É referido, ainda, que o «aumento das prevalências de consumo de NSP constitui uma tendência observável, não apenas nas Regiões Autónomas, como em todo o território nacional, pelo que daí não deriva, nem uma tal constatação nos habilita ou permite fundar a existência de interesses ou de específicas particularidades naquelas regiões ante uma incidência marcada ou predominantemente regional sentida nos seus territórios».

Assim, «se poderia ter sido oportuno proceder à audição das Regiões Autónomas durante o processo legislativo (…), isso não permite sustentar que existia, à luz do disposto nos artigos 227.º, n.º 1, alínea v) e 229.º, n.º 2, da Constituição, uma exigência constitucional nesse sentido.» Com efeito, a medida legislativa em apreço destina-se, «em primeira linha, a clarificar o direito já anteriormente vigente e aplicável a todo o território nacional, com vista a fornecer soluções para questões problemáticas assinaladas seja na jurisprudência, seja na doutrina. Os efeitos que esta alteração poderá ter não só não têm especial incidência sobre as Regiões Autónomas, como também não comportam – salvo na medida em que determinam a atualização imediata e periódica da Portaria a que se refere o artigo 71.º do Decreto-Lei n.º 15/93, de 22 de janeiro, de resto há muito reivindicada pelas Regiões Autónomas – alterações relevantes ao quadro legal já anteriormente aplicável às NSP».

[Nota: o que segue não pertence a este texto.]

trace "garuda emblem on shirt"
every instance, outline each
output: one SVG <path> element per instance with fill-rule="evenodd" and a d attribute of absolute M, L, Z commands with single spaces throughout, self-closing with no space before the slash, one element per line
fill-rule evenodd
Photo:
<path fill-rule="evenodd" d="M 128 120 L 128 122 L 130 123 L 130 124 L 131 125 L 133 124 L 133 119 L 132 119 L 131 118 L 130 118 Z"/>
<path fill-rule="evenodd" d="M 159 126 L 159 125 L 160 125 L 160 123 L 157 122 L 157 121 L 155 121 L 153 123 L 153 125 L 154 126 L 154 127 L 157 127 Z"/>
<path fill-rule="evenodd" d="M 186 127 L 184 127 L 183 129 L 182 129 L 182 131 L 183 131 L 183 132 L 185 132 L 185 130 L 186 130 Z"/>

Neste acórdão é ainda resumida a jurisprudência produzida sobre a matéria, individualizando-se critérios relevantes para a verificação do requisito «questão respeitante às Regiões Autónomas»:
«i) O do âmbito territorial da medida regulatória de determinada questão ser de aplicação circunscrita apenas ao território de uma ou de ambas as Regiões Autónomas;
ii) O da medida regulatória que se propõe adotar para a questão corporizar uma solução especial para uma ou para ambas as Regiões Autónomas, e em função das particularidades / especificidades destas diversa da regulamentação geral que nessa matéria se prevê para o restante território nacional;
iii) A circunstância de estarem em causa interesses que não são comparáveis com os que se fazem sentir noutras regiões do país, consideradas as características geográficas, económicas, sociais e culturais das regiões;
iv) O da medida regulatória gerar a imposição / injunção de deveres especiais de adoção, adaptação / revisão da legislação regional ou de atribuição de uma competência, no âmbito da atividade administrativa, a exercer nas Regiões Autónomas por entidades distintas das entidades que a exercem no restante território nacional ou que impliquem a criação / constituição e / ou a reestruturação dos serviços regionais».

A jurisprudência constitucional continua, através destes casos concretos, a concretizar a delimitação do dever de audição que deriva do princípio da autonomia regional, auxiliando os órgãos de soberania políticos a exercer as suas competências próprias no respeito pela Constituição.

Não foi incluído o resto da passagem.